Il giorno di Kippur

Sara Valentina Di PalmaCosì abbiamo recitato anche questo tashlich sulle rive della Brana, con altre tasche da svuotare non più nella nostra fontanella senese davanti al Tempio. “E tu Signore getterai tutti i loro peccati nella profondità del mare”, con la speranza di disfarci dei sassolini-peccato per fare abbastanza posto ai buoni propositi.

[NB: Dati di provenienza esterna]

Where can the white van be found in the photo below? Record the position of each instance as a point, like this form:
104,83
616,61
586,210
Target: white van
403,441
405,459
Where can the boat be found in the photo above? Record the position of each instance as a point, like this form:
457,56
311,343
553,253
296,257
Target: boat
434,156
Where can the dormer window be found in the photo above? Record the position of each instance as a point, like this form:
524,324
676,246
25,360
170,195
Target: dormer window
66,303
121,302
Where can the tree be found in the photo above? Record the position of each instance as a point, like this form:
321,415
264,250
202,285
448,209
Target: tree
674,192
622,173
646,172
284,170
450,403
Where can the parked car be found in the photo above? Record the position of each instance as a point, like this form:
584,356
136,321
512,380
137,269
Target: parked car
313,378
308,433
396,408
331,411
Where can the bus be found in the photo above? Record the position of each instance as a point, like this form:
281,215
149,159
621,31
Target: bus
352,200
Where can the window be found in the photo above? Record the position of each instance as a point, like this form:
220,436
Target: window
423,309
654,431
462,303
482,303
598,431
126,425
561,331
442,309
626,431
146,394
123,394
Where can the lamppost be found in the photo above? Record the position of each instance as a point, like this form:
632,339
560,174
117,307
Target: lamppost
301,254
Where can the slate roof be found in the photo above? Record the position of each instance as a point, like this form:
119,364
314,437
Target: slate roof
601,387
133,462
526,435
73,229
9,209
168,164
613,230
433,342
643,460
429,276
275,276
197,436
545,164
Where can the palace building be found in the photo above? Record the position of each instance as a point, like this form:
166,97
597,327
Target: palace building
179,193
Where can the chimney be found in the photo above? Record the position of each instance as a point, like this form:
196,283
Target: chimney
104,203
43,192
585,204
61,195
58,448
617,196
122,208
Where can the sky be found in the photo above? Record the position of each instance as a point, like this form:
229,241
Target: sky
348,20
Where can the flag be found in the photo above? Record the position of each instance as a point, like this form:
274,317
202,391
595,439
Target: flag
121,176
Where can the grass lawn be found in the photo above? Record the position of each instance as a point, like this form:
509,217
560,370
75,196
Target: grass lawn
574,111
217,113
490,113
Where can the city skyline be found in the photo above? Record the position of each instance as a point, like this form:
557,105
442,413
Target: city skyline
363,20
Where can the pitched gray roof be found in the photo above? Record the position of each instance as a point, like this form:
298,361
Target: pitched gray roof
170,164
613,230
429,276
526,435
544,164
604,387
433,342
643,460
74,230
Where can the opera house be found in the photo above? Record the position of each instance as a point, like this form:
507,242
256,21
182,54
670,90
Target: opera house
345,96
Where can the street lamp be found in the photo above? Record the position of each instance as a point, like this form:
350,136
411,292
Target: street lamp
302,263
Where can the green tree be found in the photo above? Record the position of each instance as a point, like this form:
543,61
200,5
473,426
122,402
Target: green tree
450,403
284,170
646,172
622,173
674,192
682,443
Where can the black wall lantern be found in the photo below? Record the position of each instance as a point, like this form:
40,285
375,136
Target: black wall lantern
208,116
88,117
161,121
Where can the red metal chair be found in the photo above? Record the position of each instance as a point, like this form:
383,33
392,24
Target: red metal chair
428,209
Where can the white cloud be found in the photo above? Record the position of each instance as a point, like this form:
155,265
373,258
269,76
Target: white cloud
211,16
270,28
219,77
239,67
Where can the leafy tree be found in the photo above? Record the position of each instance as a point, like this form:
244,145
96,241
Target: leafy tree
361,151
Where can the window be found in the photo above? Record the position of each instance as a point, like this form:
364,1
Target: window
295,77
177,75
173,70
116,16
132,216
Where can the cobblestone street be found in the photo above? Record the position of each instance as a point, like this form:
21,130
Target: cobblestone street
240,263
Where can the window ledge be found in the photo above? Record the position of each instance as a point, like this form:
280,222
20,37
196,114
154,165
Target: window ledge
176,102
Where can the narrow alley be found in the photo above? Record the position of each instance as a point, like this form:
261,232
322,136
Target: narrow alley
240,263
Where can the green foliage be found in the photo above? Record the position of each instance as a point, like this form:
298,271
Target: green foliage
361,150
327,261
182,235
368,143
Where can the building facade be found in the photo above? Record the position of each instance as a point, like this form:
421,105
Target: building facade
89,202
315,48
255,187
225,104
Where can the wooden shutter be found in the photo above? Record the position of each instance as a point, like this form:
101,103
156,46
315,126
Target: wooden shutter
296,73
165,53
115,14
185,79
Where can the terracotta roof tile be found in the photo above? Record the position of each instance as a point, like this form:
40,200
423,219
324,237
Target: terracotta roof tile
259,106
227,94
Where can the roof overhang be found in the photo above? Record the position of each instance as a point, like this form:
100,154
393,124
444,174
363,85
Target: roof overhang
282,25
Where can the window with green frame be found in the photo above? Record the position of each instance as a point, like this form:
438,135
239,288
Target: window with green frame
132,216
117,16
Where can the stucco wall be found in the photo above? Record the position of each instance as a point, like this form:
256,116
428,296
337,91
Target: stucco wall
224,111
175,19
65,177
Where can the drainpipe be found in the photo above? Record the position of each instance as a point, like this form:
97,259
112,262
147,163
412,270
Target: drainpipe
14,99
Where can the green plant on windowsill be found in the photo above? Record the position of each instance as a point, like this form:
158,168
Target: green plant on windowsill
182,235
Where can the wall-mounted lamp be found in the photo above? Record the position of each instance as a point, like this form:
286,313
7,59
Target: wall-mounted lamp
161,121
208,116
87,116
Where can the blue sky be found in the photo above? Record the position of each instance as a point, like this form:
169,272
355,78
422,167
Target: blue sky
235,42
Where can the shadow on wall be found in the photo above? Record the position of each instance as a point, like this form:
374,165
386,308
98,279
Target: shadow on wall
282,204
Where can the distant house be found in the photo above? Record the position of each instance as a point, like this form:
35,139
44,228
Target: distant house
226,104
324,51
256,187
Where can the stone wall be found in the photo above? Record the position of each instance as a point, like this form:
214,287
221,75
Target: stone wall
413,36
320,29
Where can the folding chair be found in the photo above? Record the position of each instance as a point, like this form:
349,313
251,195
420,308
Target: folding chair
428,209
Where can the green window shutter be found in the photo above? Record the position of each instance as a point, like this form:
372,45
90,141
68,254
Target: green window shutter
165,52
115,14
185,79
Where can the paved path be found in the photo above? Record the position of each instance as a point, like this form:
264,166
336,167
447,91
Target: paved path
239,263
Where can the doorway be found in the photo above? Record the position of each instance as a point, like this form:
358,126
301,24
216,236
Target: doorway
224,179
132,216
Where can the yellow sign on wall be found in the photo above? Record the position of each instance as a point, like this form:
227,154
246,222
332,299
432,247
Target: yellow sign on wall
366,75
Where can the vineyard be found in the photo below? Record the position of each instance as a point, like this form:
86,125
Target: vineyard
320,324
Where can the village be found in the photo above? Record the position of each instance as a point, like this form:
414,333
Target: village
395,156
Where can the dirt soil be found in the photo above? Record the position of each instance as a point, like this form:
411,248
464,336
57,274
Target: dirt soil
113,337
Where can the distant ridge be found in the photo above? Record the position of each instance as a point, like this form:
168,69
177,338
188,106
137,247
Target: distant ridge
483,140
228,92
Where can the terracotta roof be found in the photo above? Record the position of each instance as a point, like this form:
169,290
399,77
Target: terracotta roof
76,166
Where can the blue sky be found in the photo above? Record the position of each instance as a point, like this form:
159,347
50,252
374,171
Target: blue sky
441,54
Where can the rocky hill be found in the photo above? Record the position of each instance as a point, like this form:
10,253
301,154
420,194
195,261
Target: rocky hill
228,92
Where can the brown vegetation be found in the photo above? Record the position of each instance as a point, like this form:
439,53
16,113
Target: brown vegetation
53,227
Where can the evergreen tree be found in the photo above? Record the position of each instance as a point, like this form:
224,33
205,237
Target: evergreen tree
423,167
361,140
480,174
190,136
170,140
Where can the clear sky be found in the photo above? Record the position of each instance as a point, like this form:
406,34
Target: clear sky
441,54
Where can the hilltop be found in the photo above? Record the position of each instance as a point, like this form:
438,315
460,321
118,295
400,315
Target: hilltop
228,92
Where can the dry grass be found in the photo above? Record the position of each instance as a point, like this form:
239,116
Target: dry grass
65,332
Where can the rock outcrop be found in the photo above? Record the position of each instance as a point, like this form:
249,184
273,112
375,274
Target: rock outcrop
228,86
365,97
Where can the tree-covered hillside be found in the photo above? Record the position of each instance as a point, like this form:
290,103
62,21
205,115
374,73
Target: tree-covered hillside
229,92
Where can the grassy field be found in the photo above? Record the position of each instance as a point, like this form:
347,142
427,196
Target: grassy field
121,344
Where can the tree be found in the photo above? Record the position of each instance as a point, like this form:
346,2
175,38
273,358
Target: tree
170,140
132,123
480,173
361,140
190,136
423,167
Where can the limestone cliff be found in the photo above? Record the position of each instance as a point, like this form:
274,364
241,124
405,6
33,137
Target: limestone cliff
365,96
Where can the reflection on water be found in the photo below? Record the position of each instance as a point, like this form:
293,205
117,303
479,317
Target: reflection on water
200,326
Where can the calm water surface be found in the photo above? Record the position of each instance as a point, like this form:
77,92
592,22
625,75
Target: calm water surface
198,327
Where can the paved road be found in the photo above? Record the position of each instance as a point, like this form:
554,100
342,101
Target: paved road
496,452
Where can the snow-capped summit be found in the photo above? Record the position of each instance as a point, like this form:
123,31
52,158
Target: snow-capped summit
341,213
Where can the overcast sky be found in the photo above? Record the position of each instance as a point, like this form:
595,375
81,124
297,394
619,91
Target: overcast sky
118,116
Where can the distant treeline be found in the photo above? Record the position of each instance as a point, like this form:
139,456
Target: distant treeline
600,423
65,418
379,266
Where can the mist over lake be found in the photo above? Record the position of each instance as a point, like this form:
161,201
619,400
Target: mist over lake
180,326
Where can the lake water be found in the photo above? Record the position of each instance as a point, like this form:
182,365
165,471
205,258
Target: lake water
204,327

Iniziano gli Yamim Noraim, e la dolcezza della mela con il miele gustata a Rosh HaShanà lascia il posto alla solennità del bilancio sulle azioni compiute nell’anno concluso e sui propositi per quello appena cominciato, ma per pensarci con adeguata introspezione e prepararci al giudizio che si chiude a Kippur ci sono solo questi dieci giorni terribili, basteranno?
Ad ogni Kippur, e di ognuno ci sono ricordi particolari, ritornano alla memoria le parole di Sandro Lopes Nunez, che, bambino di otto anni, aveva incontrato dei reduci dai lager: “Al Kippur del ’45 […] centinaia e centinaia di profughi di passaggio […]. Io vedevo che il giorno di Kippur loro mangiavano. Io chiesi a mia mamma «ma perché questa gente mangia?», li ho considerati subito ebrei, erano al Tempio! Mia mamma mi disse: «Non hanno commesso peccati»” (in S.V. Di Palma, Se questo è un bambino. Infanzia e Shoah, Giuntina 2014, p. 7).
Quest’anno le immagini si sovrappongono a quelle della mostra Marino Marini. Passioni visive (Pistoia, Palazzo Fabroni, 16 settembre 2017- 7 gennaio 2018), con un dubbio: come può Germaine Richier aver scolpito la sua Pomona, dalle forme piene foriere di fertilità e di abbondanza, nel 1945? Basta a spiegarlo l’aver vissuto gli anni della guerra in Svizzera? Per Marini invece non è più tempo di Pomone, tant’è che già nel 1943 aveva realizzato l’emaciato Arcangelo, nel mio sentire molto più consono ai tempi.
Anche i suoi celebri cavallo e cavaliere sono, dal dopoguerra in poi, rovinosamente a terra.